DARIAH-DE / TopicsExplorer

Explore your own text collection with a topic model – without prior knowledge.
https://dariah-de.github.io/TopicsExplorer
Apache License 2.0
62 stars 10 forks source link

encoding error not visible in TopicsExplorer #57

Closed MHuberFaust closed 5 years ago

MHuberFaust commented 6 years ago

encoding Errors produced by read_files() are not visible in TopicsExplorer.
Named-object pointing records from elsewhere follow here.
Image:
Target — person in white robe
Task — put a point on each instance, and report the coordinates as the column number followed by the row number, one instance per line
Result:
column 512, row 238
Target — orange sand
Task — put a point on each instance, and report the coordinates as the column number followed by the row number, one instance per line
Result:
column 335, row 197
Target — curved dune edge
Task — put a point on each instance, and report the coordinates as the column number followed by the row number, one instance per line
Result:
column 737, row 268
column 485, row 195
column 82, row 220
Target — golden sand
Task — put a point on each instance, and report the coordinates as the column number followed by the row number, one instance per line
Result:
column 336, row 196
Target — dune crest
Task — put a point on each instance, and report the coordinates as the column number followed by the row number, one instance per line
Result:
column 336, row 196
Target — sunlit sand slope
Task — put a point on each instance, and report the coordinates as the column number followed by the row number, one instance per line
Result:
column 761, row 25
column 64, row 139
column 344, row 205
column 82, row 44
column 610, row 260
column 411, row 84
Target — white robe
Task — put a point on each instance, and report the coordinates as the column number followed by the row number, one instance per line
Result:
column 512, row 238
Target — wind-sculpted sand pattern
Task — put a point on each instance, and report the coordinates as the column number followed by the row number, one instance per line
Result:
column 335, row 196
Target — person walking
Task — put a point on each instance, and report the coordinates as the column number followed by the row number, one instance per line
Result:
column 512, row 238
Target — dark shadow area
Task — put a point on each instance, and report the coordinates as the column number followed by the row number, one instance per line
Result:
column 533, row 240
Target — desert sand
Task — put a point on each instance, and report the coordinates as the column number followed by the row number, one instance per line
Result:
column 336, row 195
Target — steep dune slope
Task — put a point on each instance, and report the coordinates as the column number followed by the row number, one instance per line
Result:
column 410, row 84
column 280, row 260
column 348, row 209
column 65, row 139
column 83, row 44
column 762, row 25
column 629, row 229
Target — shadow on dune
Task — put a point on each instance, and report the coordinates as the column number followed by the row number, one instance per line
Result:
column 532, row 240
severinsimmler commented 6 years ago

How exactly did that turn out? And what do you mean by read_files()? Because it is a web application, the hard disk cannot be accessed directly for security reasons. The user has to select the files, which are then fetched by Flask in binary format and decoded here with UTF-8:

https://github.com/DARIAH-DE/TopicsExplorer/blob/cdefcdc64ef8fafeded59d0c975f03f71a06a14c/application/modeling.py#L70

MHuberFaust commented 6 years ago

it stopped at "reading files" (or sth like that), flower still turning, just no progress. I tried to circumvent the problem by using the notebook... that's why I figured it had something to do with read_files(). So it probably needs an exception to test on correct encoding

severinsimmler commented 6 years ago

Do you have any details on the files? In v0.1.6, the file name currently being processed is displayed on the GUI. Since the text files are sent to localhost, this can take a while for large files. The entire workflow (including reading files) is in a large try block. This means that if an error should occur, this will always be indicated. If it just seems to freeze, everything still works correctly.

If you have the data (or the contact details of the person affected), I would try to reproduce it with the developer version and can probably tell you more.